Big Data fascinates me

Ever since my technology adolescence days, when I was studying data structures, machine learning and knowledge-based systems at UTC (Compiegne, France), data has been core to all the hardware and software businesses I was involved in. Whether it was UNIX servers (and the new data structures, file systems and databases they brought with them), business activity monitoring, telecommunications billing systems, speech recognition, or mobile image processing, data was central.

Startups founders I advise these days will tell you how much of a b*** I am about the data model when developing a new service. With all due respect, those who start development with the UI and think they will just plug in some database to support their service are in for serious surprises — not to mention costs.

The latest example that comes to my mind is Vitogo, a self-tracking workout app for iPhone. Great interface, great design, but… it doesn’t work. According to the company, the app is now undergoing a “major rewriting” that has been taking months so far. I suspect the data model (or lack of a well though-out model, from inception) is central to the issue.  Anyone familiar with what is going on at Vitogo, please comment or correct my assumption.

So when the industry started to talk about Big Data a few years ago, I got Big Interest. I won’t spiel here a tutorial about what Big Data is, for fear of boring most of you. Enough to quote Noreen Burlingame in her well-written, concise “Little Book of Big Data” (2012; available here in a kindle reader version):

“Every day of the week, we create 2.5 quintillion bytes of data. This data comes from everywhere: from sensors used to gather climate information, posts to social media sites, digital pictures and videos posted online, transactions records of online purchases, and from cell phone GPS signals — to name a few. In the 11 years between 2009 and 2020, the size of the “Digital Universe” will increase 44 fold. That’s a 41% increase in capacity every year. In addition, only 5% of this data being created is structured and the remaining 95% is largely unstructured, or at best semi-structured. This is Big Data.”

Now for the elephants

One of the core emerging technologies for dealing with Big Data is Hadoop. Apache Hadoop is an open source platform build around Map/Reduce, a “seed” technology developed by Google (and inspired by LISP — no wonder I like it… there’s no denying one’s childhood love) to address their needs for indexing and analyzing web data, and dealing with the flow of searches hitting their data.
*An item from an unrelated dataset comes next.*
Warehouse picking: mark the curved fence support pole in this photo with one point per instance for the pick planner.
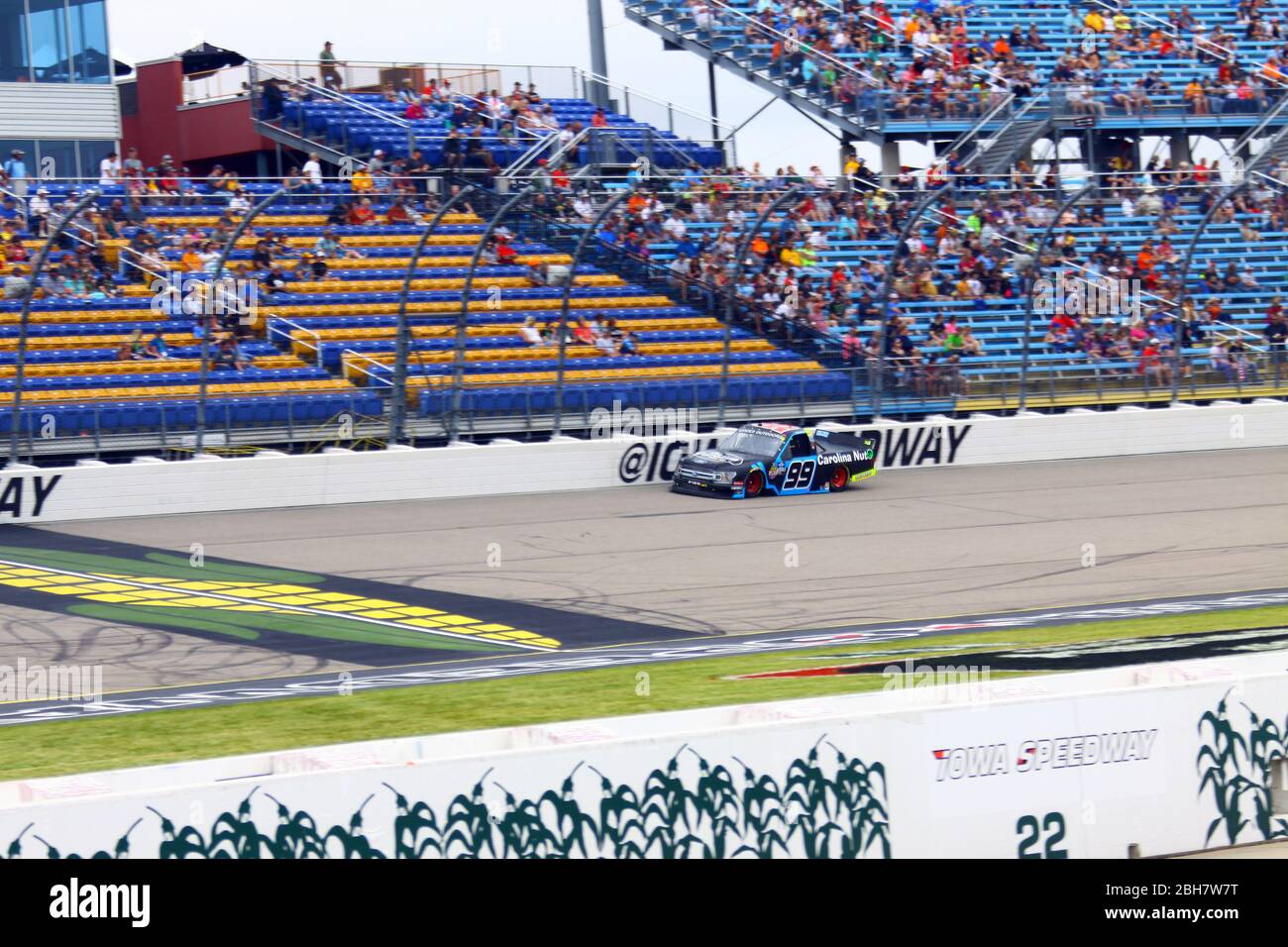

Several companies have sprouted up, that enhance / simplify / complement Hadoop with specialized layers and applications. A good overview of the current Hadoop landscape (suppliers and major users) can be found on Wikipedia here. And then there’s the analytics world, with the likes of ClearStory Data and Palantir Technologies.

Among these players, Hortonworks is particularly notable. Hortonworks was created by Yahoo! and Benchmark Capital in 2011 to take on the Yahoo! contributions to Hadoop. It is an independent company and one of the rising stars of Big Data, together with Cloudera and a few others.

The legend says that the Hadoop name comes from that of one of the original authors’ son’s toy elephant. Hence the elephant in the Apache Hadoop logo. How inventive of Yahoo! and Benchmark to have called Hortonworks after Horton, Dr Seuss’ elephant… I guess ‘Babar’ was protected by a strong copyright.

But wait a minute

Why did Dr Seuss name his character Horton?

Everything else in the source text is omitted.